Key Questions Answered in the Report
What is the current size of the feed enzymes market?
The market is valued at USD 1.45 billion in 2025 and is on track to reach USD 1.85 billion by 2030.
Which enzyme type dominates global sales?
Carbohydrase lead with 46.2% revenue share in 2024 and are projected to grow at a 4.97% CAGR through 2030.
Why is North America the fastest-growing region?
Complete removal of antibiotic growth-promotion claims and tighter phosphorus discharge rules are driving a 5.78% CAGR in North America.
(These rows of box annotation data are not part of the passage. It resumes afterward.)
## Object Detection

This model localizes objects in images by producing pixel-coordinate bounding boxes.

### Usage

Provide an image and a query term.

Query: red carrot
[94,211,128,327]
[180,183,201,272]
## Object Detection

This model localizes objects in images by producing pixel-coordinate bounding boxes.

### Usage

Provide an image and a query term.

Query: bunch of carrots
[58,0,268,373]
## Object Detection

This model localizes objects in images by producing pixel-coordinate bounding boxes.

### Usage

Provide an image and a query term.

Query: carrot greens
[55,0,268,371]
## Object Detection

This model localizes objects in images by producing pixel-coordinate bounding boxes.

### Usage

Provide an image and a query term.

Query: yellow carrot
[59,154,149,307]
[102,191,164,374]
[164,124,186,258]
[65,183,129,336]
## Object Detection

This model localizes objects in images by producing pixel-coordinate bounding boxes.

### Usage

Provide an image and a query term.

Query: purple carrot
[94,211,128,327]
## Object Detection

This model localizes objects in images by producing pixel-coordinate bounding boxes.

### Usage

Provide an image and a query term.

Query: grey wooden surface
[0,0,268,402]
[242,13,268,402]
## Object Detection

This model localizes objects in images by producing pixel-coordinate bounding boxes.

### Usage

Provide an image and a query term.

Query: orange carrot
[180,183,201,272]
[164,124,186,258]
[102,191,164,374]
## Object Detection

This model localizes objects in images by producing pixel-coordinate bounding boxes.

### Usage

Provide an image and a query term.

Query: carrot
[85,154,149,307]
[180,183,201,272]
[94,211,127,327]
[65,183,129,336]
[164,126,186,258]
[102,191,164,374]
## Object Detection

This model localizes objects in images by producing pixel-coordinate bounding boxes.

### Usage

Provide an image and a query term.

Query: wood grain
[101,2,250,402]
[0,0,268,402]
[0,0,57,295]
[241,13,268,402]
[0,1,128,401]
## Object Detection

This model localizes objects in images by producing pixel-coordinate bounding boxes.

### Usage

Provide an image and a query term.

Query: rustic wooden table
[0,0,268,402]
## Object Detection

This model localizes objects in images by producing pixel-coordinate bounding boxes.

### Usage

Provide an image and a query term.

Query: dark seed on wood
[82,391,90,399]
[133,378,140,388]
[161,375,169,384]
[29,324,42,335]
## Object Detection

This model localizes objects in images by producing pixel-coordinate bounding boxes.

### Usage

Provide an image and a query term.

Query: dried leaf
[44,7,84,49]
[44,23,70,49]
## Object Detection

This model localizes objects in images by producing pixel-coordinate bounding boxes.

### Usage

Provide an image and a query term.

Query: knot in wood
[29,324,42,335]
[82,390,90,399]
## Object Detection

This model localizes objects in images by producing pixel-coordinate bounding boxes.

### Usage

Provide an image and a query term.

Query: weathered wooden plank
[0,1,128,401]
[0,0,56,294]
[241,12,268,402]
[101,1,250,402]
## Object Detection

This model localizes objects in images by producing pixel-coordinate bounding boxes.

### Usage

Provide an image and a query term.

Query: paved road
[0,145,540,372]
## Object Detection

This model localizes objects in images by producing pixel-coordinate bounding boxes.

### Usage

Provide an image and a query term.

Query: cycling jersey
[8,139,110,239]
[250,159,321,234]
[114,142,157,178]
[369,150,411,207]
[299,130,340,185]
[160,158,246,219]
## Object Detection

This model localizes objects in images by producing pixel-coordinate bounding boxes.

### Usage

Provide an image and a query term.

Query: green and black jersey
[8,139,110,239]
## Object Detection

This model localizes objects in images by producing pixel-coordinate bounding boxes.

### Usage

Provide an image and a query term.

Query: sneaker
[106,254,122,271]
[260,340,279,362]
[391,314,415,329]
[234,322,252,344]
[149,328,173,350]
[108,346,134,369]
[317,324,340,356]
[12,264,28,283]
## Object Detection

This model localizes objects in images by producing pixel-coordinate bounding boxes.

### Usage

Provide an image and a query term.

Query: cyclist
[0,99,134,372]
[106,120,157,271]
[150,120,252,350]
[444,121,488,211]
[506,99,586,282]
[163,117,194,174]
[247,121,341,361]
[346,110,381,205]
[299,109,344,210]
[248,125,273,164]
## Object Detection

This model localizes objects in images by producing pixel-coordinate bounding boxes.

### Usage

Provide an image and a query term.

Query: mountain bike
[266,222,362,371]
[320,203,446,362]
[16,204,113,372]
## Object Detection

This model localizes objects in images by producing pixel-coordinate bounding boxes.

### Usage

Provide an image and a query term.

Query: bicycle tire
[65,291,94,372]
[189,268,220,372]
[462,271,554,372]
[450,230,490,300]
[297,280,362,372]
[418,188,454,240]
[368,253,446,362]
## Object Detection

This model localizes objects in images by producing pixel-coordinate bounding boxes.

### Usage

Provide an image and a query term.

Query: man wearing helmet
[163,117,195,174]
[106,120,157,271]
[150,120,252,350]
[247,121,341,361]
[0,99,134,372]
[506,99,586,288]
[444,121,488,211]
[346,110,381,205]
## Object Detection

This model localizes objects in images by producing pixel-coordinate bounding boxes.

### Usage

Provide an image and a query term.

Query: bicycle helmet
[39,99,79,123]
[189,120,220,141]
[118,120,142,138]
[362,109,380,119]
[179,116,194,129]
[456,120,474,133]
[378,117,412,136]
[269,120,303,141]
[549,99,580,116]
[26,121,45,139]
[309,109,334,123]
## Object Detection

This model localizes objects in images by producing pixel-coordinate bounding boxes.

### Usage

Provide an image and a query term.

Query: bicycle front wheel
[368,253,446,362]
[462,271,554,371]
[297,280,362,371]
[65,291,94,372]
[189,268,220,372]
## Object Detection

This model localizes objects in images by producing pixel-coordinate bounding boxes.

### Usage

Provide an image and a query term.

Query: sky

How do enzymes improve feed conversion efficiency?
By breaking down non-starch polysaccharides and releasing bound nutrients, enzymes have improved broiler feed conversion by up to 7 points in field trials.
What technological trend is reshaping product development?
Intrinsically thermostable enzymes that survive 95 °C pelleting without coatings are expanding viable applications in regions with variable feed-mill temperatures.
Which animal segment offers the fastest future growth?
Aquaculture, projected at a 9.70% CAGR, as producers rely on enzymes to extract more nutrients from plant-based feeds.